Lots of reports today about a plunge in corn and other food commodity prices following good news from the USDA on plantings and progress of this year's corn crop.

In just the last couple weeks corn prices have fallen from nearly $8/bushel to about $6.15.  All of that is due to a rather small amount of information about the progress of this year's crop.  Yes, there were reports of flooding and late plantings, but that kind of thing rarely has much effect on the overall crop production.  The late plantings just set up even more volatility going forward, since the plants will be  susceptible to extreme heat in July and August.

This volatility is exactly what economic models predict when inventories are low and cannot buffer weather shocks.  I expect to see even larger swings in late July and August, because it's weather in these months, and particularly the amount of extreme heat in the Midwest, that will determine the size of the corn and soybean crops.

But this volatility does provide a teachable moment:  it shows how sensitive prices are to small quantity changes.  That sensitivity provides some indication of how much ethanol could be influencing food prices globally.  And while long-run sensitivities are likely less than those in the short run, it also shows us how sensitive food commodity prices could be to even modest climate change impacts on US and world agriculture.

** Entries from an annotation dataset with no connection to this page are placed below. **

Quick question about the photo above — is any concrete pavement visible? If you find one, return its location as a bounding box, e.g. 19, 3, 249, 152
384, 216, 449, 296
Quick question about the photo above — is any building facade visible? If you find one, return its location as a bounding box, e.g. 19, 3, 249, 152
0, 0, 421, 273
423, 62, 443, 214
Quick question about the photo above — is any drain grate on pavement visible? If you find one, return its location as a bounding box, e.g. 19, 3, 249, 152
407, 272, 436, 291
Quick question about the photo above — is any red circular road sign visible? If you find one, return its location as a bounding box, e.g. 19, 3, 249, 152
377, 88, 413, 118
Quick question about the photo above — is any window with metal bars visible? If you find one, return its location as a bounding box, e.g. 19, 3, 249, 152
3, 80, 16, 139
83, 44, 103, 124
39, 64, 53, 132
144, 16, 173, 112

  1. This is a really interesting post. What are the economic models of inventories that you refer to? I am not so familiar with this branch of econ.

  2. I'm thinking mainly of the excellent book by Jeffrey Williams and Brian Wright, many of their papers, and also the seminal works by Deaton and Laroque. Googling those names "commodity prices" and "storage" will help you find the academic meat. There's lots of reduced form stuff on volatility that exploits inventory variations as well. There's also a lot in the archive of this blog.